Contractual Governance Flashcards
What does governance convergence predict according to Hansmann and Kraakman?
A shift towards Anglo-American corporate practices as superior.
Why is governance convergence considered gradual?
Differences in cultural, political and historical factors across nations.
What are the key components of contractual governance?
Cross-border M&A, (re)incorporation, and cross-listing.
What financial challenges do firms in underdeveloped markets face?
Dependence on equity financing and high capital costs.
Define the real seat principle.
The legal framework depends on where the firm operates.
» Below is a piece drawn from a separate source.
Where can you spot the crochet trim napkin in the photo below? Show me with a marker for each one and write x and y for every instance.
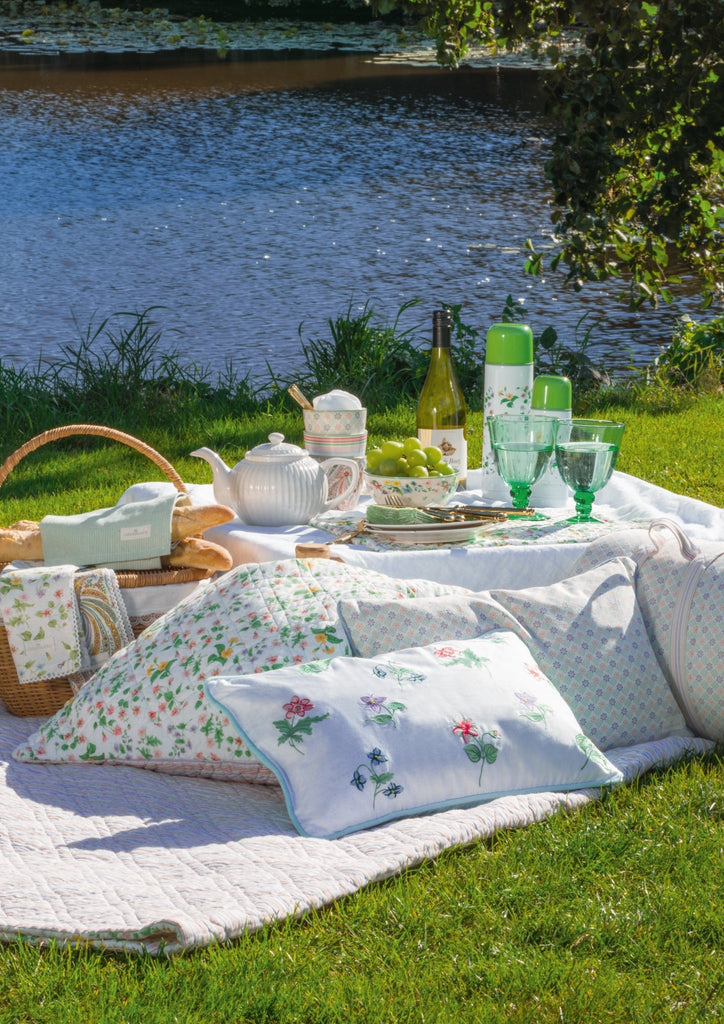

Define the incorporation principle.
Legal framework depends on the firm’s registered jurisdiction.
Why do firms engage in (re)incorporation?
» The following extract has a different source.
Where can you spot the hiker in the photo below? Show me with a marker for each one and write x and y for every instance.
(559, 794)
To reduce taxes, avoid restrictive laws, or optimize corporate law benefits.
What is the “race to the bottom” in (re) incorporation?
Jurisdictions competing by lowering legal standards to attract firms.
What makes Delaware a preferred state for incorporation?
Flexible laws, high firm valuations, and reduced litigation costs.
How does cross-listing benefit firms from weaker CG regimes?
It provides credibility and better shareholder protection.
What is an ADR in cross-listing?
A financial instrument allowing foreign shares to trade in the US.
How does cross-listing impact stock liquidity?
It increases investor base and market liquidity.
What is the “bonding hypothesis” in cross-listing?
Firms commit to better governance by cross-listing in regulated markets.
What is jurisdiction shopping?
Selecting a legal domicile to optimize regulatory and financial benefits.
How did Brexit impact corporate incorporation decisions?
Reduced migration to the UK due to uncertainty in legal frameworks.